Key words: atherosclerosis; cytomegalovirus; Epstein-Barr virus.
Atherosclerosis, considered the main underlying disease responsible for cardiovascular and cerebrovascular events, has multifactor etiology. Obesity, hyperlipidemia, diabetes, hypertension and cigarette smoking account for 50 to 60 percent of cases of cardiovascular disease (10). Atherosclerosis essentially develops from a mild chronic inflammatory reaction to an injury and there is evidence that infectious microorganisms, such as Chlamydia pneumonia, Helicobacter pylori, periodontal pathogens, human cytomegalovirus (HCMV), hepatitis A virus, enterovirus and Epstein-Barr virus (EBV) may play a pathogenic role (4,15,20).
The latent state of viral infections might differ from that of bacterial infections, and Herpesviridae in particular exert direct proatherogenic effects on injured vessel walls (5). Viruses may directly infect arterial intima, inducing or accelerating atherosclerosis. Moreover, viral infections may promote atherosclerosis by increasing the expression of adhesion molecules and inflammatory cytokines (13) and procoagulant effects (8), and enhancing cholesterol uptake (14) as well as auto-immune response to infection (6). There is experimental evidence that HCMV can infect human coronary smooth muscle cells and initiate viral replication (12), while EBV can have a lifelong persistence in B cells (17). HCMV has been implicated in atherogenesis, and restesnosis after coronary angioplasty and transplant vasculopathy (9). Seroepidemiological studies have implicated EBV in atherosclerosis (19) although only one study detected EBV in atherosclerotic aortic tissue (18).
The objective of the present study was to detect HCMV and EBV-1 in atherosclerotic plaques from patients who underwent coronary endartherectomy.

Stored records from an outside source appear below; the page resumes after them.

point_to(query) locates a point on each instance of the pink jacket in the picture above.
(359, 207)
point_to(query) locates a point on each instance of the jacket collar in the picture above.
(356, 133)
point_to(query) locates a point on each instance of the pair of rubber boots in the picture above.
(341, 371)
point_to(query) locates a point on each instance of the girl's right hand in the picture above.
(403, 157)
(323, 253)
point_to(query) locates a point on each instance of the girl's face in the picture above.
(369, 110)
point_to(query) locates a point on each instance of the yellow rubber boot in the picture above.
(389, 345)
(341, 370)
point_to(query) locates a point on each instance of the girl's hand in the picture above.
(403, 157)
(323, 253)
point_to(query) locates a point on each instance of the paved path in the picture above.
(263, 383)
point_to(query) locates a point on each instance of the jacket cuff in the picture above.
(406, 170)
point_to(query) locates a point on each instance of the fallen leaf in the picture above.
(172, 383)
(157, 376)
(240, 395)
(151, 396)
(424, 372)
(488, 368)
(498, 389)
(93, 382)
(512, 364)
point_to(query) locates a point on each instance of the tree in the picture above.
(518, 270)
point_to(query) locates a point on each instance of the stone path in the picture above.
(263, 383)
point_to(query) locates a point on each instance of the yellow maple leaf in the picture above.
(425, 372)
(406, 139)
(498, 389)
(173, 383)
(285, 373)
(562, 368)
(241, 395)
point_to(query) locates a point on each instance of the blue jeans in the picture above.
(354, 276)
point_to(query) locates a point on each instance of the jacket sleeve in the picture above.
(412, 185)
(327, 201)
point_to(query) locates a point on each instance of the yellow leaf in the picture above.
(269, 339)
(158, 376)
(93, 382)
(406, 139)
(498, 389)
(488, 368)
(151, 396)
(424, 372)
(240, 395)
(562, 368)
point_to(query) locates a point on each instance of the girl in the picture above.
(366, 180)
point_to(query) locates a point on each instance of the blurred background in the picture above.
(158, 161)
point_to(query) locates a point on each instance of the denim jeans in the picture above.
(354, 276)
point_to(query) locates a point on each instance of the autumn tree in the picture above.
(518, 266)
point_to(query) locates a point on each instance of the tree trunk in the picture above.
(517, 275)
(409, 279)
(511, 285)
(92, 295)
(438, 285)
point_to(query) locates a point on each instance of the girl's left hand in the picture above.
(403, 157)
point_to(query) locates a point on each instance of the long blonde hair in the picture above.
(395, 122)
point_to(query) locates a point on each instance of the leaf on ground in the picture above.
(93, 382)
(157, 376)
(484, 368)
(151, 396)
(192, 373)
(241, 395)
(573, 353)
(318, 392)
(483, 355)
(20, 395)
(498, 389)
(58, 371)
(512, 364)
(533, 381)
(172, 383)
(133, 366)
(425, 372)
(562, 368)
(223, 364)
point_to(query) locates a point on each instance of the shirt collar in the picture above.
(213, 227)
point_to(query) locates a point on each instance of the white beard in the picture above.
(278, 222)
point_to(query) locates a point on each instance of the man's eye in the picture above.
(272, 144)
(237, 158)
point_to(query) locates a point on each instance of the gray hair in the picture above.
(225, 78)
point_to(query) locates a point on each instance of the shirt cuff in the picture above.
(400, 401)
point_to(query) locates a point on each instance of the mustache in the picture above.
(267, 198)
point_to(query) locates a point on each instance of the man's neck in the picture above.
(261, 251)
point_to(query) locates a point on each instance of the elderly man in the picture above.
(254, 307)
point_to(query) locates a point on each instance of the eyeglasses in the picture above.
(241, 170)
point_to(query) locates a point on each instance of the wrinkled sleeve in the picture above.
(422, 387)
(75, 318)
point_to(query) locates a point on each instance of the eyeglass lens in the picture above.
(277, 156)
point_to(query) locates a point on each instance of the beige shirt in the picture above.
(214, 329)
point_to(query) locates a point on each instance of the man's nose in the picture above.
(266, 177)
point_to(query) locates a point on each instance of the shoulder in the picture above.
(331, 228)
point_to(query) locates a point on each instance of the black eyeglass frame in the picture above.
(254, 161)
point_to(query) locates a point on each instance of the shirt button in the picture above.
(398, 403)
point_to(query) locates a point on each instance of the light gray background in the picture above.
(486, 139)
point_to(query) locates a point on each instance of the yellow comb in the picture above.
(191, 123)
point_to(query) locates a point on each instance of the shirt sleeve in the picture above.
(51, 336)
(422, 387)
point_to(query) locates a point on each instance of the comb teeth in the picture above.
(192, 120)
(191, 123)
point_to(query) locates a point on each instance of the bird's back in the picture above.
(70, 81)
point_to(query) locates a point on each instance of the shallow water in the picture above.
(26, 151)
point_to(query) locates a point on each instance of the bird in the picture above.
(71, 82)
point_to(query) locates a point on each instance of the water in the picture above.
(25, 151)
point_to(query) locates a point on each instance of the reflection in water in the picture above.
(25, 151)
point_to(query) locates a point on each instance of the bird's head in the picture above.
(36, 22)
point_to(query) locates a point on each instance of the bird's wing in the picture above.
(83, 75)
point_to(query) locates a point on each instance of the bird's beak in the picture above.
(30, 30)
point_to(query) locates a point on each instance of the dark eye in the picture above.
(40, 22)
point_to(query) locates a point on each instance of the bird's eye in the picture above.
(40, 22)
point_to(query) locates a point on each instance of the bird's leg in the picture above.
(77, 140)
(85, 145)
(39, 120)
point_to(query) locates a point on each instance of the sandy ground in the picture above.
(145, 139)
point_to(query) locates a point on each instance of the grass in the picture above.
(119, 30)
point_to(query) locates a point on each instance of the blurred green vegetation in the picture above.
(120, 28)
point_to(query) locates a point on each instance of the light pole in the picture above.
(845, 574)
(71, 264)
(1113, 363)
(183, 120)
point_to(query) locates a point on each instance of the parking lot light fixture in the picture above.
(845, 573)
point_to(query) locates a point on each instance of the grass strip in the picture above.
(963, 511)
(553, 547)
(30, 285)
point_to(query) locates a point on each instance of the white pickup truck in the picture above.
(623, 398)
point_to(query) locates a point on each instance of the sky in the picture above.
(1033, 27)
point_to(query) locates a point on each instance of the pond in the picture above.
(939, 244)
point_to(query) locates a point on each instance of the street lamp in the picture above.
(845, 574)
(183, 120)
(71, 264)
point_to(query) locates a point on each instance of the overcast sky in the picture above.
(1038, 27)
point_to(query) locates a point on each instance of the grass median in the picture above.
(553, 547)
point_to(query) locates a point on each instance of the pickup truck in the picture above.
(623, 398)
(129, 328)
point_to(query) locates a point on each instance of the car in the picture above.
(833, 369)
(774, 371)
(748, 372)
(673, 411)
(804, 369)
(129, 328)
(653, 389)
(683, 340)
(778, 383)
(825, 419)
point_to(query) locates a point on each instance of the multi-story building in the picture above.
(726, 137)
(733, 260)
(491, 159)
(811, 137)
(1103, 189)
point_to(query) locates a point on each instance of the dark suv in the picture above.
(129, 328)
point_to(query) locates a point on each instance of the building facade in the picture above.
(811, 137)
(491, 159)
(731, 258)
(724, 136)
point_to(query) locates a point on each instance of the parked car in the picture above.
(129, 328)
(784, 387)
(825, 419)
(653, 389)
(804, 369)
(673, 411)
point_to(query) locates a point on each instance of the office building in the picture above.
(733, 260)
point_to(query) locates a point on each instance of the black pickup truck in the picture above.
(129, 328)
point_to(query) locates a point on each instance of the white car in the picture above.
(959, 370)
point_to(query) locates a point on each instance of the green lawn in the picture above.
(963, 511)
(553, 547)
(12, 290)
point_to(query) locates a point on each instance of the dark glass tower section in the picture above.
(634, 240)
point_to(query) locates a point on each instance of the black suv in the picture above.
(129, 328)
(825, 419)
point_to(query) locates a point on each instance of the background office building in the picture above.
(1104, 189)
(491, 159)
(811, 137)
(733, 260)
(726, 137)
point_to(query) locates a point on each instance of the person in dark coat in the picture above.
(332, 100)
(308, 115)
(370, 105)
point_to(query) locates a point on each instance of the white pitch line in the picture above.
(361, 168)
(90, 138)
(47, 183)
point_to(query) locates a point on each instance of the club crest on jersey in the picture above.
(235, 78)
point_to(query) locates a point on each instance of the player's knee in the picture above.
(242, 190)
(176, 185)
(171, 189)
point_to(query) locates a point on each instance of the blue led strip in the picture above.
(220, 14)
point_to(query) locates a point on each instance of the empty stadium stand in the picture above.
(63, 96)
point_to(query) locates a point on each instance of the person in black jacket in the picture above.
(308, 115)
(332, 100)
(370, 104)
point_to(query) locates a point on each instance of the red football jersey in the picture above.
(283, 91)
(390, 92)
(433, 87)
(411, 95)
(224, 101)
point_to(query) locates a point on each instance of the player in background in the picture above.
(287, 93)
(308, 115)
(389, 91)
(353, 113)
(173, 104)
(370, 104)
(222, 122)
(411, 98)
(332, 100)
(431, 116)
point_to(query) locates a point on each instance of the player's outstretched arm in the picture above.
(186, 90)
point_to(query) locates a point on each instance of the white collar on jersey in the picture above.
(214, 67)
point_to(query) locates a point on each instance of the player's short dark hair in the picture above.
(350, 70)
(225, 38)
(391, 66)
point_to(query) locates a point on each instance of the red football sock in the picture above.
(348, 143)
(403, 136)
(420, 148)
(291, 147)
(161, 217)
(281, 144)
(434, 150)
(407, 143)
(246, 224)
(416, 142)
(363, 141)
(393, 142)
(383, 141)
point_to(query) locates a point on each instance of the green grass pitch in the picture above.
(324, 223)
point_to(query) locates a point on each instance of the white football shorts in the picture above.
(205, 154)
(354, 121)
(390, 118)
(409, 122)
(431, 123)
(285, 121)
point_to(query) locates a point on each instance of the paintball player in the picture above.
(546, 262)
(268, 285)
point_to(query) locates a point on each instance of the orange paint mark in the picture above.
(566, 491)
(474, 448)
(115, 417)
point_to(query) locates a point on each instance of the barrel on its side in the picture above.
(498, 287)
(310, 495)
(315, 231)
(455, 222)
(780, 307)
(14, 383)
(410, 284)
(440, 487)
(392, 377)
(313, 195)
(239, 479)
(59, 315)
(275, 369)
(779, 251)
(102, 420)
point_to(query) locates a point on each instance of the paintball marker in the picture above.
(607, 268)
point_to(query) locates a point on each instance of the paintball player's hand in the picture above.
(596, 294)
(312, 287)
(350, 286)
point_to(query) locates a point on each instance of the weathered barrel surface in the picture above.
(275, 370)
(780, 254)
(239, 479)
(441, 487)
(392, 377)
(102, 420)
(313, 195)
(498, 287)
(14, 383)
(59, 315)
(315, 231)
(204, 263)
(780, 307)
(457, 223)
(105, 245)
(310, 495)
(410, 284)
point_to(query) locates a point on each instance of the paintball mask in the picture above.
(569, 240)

This study was approved by the Ethical Committee of the Evangélico Hospital (Londrina Paraná) and all patients signed the informed consent form. Thirty patients (mean age 61+11.5 years, 76.6% male) with symptomatic coronary artery disease were enrolled. All patients underwent aortocoronary bypass surgery with coronary endartherectomy. An atheroma was taken from each patient's infarct-related artery and the tissue was stored at -70°C with RNAlater® (Applied Biosystems) until DNA extraction. DNA was extracted from each atheroma using Chargeswitch® Gdna Tissue Kits (Invitrogen, São Paulo, Brazil) according to the manufacturer instructions.
Nested-PCR was used to detect viral DNA using specific oligonucleotides for EBV-1 and HCMV. EBV-1 primers amplified a fragment of EBV nuclear antigens EBNA 2 and HCMV primers amplified a fragment of glycoprotein B gene. The outer and inner oligonucleotides primers used in the tests, the temperature of melting and the product length are described in Table 1.
PCR was performed with a final volume of 25µl mixture containing 25pmol of each primer (Invitrogen, Carlsbad CA), 1U Taq platinum DNA polymerase (Invitrogen), 50 mM MgCl2, 0.05mM dNTP mix and 1 to 10 µl of extracted DNA sample.
The PCR conditions were optimized for the different primers using as a basis one initial denaturation cycle at 94°C for 3 min, followed by 35 cycles of denaturation at 94°C for 1 min, annealing at 60°C for 1 min for the first round of EBV-1, at 55°C for 1 min for the second round of EBV-1, at 56°C for 50 s for the first round of HCMV , at 57°C for 50 s for the second round of HCMV, extension at 72°C for 1 min, and a final extension step at 72°C for 7 min.
All specimens were tested in duplicates to each of the target microorganisms. Negative and positive controls were included in every reaction: DNA free mix as negative control, and DNA from EBV positive cell B lymphoma diagnosed in our laboratory as positive control for EBV. The Laboratory of Virology of University of São Paulo provided the control for HCMV. Detection of PCR products was performed by electrophoresis in a 2% agarose gel containing 0.5µg/ml ethidium bromide.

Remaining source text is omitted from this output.